# Roundover bit advice



## bhp2000 (May 16, 2014)

Hi: I've got to say this is one of the reasons I love the web.
I need some helpful advice about portable routing and BINGO!
A site and forum devoted to routers! Gotta love it and thanks
all for the venue and hopefully a little wisdom!

OKAY...

Have a small, portable router with a 1/4 inch shank.
I used it once a couple years back to trim all the laminate
I put on a cabinet I had built to hold recording gear. It worked
great and I was amazed that I even did it because it came out so well.

NOW...I just purchased a 2' x 6' butcher block surface that's 1 1/2 inches thick.
I need to round one of the long sides because I'll be using it as a recording-desk of sorts. 

AT FIRST...I figured I'd get a 3/4 inch round over bit but I don't
think a 1/4 inch shaft is strong enough...nor my little router for that matter.

Should I just get a 1/2 inch bit? I guess I'm also going to have to
pick up some C-Clamps for a template guide. (Any thoughts here appreciated too)

've never worked with a round over bit and will probably practice on scrap first.
Not sure how to start the cut. ALSO...thought I read somewhere that I should
move the router in an opposite direction of the way it spins???

ANY AND ALL HELP VERY MUCH APPRECIATED! I suppose if it's too difficult to
do I could always try to find a small woodshop and have them put it on their table...but that takes all the fun out of it.  Thanks, Bob


----------



## kp91 (Sep 10, 2004)

Bob,

If you're just looking to ease the edge to make it comfortable to work at, a 3/8 inch roundover bit would work fine.

Roundover bits are bearing guided, so you can get by without using a template guide. You can use an edge guide, either store bought or shop made, to keep the router from tipping. A shop made offset sub base also works well for this.

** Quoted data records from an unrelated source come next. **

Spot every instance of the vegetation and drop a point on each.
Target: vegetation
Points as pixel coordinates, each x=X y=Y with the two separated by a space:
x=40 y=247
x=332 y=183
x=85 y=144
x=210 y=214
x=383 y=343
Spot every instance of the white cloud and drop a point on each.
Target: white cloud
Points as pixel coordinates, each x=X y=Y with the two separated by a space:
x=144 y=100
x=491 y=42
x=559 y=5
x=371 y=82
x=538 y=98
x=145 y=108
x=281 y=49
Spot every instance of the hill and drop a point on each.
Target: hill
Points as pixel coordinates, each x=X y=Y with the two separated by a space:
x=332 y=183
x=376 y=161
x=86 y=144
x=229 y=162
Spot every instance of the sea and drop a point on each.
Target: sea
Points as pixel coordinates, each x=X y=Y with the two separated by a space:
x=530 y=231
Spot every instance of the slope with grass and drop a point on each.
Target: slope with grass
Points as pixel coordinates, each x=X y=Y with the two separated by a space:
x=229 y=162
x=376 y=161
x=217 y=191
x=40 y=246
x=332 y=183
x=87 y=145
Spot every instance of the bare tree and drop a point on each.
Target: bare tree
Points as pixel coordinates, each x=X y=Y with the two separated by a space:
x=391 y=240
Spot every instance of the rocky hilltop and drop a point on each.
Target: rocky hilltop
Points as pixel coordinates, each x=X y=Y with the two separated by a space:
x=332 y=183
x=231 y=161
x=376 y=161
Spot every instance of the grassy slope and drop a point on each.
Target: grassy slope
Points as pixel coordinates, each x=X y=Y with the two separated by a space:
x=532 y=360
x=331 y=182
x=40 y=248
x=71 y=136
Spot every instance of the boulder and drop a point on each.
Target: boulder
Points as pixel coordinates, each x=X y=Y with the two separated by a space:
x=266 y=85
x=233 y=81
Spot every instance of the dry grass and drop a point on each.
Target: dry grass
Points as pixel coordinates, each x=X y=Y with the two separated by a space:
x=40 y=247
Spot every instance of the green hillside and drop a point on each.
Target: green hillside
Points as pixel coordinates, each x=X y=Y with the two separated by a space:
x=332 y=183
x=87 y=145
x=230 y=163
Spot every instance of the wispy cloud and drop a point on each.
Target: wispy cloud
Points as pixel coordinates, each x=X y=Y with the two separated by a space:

You could also put an oversize bearing on your roundover bit so it takes a smaller bite on the first pass, or start with a smaller roundover bit and work up to your final size.

The feed direction on the router is always feeding the wood into the 'flat' face of the carbide. There are a ton of threads on the forum with examples of this if the small pictures dont suffice.

Good luck with the project!


----------



## bhp2000 (May 16, 2014)

Doug:

Most helpful and that's exactly what I'll do.
Thanks so much for the quick and meaningful advice!

Bob


----------



## Semipro (Mar 22, 2013)

Bob, glad to see you join our community


----------